According to the article, the U.S. Department of Justice has recently taken the position that only the Government can decide when Guantanamo detainees should have regular access to their attorneys. At issue is whether a 2008 Supreme Court decision, Boumediene v. Bush, gives federal courts the ultimate power to control habeas petitions from enemy combatants in U.S. military custody. While pro bono lawyers argue that they should have regular access to their imprisoned clients, even if there is no active habeas challenge pending in court, or any pending charges, the Justice Department disagrees.

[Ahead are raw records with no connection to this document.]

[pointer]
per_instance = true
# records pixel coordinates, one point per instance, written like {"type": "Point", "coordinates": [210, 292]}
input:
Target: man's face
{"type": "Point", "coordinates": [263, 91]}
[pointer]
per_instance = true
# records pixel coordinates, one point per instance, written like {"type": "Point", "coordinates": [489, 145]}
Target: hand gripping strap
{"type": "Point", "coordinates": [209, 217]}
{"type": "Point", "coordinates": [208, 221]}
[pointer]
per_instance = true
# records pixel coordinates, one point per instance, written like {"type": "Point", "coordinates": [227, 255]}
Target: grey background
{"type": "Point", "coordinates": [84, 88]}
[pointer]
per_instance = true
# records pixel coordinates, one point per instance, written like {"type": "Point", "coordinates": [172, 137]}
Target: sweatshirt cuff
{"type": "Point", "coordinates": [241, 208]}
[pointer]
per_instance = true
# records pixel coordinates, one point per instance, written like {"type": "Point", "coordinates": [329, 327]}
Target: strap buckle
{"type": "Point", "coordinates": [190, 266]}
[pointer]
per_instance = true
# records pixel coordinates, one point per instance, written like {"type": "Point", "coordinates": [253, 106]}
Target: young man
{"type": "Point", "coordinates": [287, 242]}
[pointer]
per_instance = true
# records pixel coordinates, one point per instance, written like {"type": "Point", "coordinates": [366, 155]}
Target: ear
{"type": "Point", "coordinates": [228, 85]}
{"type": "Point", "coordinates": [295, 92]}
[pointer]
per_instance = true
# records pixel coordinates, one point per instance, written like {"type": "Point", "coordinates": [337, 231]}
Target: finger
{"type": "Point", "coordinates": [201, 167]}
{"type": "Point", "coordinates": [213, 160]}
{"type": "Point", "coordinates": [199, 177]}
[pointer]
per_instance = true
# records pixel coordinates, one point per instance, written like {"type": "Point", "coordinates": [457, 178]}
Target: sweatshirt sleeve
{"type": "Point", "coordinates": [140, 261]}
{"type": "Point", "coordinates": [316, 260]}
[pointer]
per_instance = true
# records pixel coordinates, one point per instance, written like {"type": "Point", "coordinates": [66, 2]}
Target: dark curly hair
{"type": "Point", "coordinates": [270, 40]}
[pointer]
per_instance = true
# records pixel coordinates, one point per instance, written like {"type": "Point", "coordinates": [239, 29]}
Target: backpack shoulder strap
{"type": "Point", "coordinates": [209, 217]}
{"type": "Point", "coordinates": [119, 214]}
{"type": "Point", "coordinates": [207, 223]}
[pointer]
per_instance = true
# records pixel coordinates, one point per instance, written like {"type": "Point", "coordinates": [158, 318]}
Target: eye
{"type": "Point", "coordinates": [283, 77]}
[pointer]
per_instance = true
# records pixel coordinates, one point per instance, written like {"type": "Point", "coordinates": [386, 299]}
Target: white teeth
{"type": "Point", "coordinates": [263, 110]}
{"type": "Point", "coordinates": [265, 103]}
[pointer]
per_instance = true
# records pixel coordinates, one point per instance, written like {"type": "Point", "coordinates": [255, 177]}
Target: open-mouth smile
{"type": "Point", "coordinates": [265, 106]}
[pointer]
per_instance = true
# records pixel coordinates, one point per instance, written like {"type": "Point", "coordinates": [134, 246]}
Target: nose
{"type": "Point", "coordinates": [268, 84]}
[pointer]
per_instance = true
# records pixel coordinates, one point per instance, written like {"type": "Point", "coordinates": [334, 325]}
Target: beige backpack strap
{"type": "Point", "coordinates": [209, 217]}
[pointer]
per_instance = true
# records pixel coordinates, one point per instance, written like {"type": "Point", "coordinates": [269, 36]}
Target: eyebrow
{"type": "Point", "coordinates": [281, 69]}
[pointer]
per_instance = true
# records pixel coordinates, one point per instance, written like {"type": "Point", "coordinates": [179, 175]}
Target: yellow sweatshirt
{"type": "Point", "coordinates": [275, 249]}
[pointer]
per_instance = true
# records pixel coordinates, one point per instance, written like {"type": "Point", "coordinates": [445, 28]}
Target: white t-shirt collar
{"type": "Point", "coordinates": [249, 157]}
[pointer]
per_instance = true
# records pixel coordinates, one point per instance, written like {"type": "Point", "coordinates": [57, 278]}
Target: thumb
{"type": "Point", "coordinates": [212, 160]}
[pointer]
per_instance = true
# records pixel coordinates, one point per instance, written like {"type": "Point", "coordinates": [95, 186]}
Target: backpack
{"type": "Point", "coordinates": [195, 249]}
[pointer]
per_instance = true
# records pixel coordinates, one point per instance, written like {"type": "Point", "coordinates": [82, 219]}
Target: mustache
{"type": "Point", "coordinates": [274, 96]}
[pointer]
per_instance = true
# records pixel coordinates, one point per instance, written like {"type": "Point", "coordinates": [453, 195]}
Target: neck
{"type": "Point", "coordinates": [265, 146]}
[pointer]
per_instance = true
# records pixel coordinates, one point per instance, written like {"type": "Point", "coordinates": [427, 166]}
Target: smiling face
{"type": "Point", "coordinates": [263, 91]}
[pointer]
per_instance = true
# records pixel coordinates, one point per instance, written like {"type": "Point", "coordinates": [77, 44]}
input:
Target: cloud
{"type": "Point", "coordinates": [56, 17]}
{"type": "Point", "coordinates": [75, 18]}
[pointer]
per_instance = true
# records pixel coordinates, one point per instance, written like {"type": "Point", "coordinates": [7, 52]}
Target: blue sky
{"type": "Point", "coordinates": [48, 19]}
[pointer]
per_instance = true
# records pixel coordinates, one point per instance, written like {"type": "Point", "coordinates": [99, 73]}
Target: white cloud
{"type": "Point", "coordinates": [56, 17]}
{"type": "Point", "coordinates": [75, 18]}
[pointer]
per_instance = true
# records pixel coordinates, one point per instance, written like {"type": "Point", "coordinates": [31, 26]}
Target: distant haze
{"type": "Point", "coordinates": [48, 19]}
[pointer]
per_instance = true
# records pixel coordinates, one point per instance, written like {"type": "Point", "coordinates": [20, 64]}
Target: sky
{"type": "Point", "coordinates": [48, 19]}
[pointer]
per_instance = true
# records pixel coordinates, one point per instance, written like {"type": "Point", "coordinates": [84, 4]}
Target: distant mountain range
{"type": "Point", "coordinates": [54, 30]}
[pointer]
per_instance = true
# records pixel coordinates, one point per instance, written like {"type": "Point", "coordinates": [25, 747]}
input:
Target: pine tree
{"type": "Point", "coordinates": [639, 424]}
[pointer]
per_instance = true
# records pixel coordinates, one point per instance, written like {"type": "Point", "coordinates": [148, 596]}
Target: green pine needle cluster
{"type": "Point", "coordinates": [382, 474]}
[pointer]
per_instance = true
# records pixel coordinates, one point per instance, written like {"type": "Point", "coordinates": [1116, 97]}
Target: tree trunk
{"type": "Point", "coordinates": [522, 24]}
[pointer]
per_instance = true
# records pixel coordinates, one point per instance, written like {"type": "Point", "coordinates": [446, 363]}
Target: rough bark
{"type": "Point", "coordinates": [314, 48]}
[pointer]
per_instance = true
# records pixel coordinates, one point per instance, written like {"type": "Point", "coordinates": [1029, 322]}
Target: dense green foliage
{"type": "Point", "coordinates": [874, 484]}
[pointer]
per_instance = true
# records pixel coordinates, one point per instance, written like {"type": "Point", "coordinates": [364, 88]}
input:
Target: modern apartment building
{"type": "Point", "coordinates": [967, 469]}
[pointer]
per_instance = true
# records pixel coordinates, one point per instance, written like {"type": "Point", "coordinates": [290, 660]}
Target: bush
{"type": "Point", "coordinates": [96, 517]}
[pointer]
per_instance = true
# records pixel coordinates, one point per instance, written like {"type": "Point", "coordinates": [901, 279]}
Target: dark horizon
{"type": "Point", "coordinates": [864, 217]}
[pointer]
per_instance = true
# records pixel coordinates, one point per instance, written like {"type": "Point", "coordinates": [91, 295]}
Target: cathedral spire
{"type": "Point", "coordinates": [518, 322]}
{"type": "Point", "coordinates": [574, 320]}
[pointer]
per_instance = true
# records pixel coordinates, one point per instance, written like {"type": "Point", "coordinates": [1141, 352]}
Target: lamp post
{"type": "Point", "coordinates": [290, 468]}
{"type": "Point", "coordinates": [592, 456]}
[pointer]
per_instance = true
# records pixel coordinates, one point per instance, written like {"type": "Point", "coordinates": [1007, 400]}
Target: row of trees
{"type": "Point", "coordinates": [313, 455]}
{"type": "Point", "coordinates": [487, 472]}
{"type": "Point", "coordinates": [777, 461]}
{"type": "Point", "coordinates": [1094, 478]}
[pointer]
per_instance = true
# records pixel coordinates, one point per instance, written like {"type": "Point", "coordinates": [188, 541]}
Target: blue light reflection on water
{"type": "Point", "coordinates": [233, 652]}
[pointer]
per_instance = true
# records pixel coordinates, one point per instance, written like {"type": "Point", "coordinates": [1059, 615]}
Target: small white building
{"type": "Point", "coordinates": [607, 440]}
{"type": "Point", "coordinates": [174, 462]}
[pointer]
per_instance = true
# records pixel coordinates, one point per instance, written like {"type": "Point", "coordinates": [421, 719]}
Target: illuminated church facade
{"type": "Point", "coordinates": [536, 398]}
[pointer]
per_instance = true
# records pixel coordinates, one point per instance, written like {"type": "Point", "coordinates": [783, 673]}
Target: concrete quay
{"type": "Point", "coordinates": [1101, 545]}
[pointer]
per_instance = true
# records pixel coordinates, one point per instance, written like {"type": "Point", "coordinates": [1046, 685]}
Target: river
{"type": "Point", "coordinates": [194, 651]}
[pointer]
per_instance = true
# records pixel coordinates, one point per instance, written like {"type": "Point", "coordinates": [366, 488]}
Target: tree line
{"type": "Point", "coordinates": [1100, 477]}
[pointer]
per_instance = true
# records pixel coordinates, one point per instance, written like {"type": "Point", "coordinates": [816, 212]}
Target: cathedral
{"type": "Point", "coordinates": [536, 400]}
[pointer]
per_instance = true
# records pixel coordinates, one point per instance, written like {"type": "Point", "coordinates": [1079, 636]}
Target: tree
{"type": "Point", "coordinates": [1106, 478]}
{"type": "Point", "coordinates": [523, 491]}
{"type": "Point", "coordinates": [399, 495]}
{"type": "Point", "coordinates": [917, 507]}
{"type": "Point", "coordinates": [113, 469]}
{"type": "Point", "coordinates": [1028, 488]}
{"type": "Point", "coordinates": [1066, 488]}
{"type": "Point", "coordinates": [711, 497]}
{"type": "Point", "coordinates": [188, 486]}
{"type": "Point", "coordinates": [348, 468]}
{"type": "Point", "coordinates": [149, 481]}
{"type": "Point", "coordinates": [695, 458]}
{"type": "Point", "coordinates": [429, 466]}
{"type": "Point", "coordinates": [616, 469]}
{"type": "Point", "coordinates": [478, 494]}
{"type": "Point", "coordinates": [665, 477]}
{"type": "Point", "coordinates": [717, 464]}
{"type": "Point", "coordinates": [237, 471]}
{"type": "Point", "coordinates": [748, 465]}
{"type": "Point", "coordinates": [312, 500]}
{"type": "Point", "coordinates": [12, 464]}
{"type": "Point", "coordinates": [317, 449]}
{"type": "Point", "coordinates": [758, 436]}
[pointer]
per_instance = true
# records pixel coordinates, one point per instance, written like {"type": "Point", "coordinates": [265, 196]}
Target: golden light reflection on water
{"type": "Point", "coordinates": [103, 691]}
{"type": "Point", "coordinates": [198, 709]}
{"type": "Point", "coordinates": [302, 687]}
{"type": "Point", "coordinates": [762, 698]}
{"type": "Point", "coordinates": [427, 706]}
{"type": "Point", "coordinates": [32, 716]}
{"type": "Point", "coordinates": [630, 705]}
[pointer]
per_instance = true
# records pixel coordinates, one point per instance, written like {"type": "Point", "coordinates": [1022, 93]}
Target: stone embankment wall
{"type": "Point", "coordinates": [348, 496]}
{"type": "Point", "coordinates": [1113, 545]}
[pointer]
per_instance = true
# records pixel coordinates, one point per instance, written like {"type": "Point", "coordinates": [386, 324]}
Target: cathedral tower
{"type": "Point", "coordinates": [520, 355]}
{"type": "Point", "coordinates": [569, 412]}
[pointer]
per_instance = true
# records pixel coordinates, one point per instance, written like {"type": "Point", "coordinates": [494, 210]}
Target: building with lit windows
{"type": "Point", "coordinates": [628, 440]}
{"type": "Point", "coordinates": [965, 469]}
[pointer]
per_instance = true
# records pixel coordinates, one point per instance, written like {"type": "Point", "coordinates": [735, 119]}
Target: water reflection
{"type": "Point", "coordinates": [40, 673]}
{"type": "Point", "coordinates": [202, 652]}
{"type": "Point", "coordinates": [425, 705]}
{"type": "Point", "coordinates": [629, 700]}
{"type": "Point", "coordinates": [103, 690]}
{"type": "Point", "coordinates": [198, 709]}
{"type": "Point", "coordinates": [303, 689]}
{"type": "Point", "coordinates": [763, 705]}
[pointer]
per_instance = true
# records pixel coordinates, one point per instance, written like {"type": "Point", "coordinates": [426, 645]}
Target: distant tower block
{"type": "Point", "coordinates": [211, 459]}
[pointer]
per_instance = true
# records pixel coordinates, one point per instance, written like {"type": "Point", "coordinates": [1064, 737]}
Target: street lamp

The Justice Department acknowledges that it has already started restricting when Guantanamo prisoners can challenge their detention in the United States District Court for the District of Columbia. However, the Justice Department has proposed even further changes to the current rules governing attorney access. Under the proposed changes, the Navy base Commander at Guantanamo would have sole veto power over attorney access, as well as access to classified material, including information provided directly by the detainees from interrogations. Some chilling words from the Government’s pleadings:
The dispute thus before the Court, though important, is quite narrow . . .The only question presented is whether detainees who have neither current nor impending habeas petitions are entitled to” challenge continued access to counsel. The answer to that question is ‘no.’
If this language is not scary enough, the Justice Department has argued that although it does not seek to restrict lawyers who have an active legal appeal, the rights of detainees shrink once they have filed their first habeas challenge. According to the report, the military wants lawyers to agree to the new conditions in order to have continued access to their clients and to any classified information the military would deem to release. Wow.
The Judge to whom all the Guantamo cases are assigned, Chief Judge Royce Lamberth of will preside over a hearing on the issue on August 17, 2012.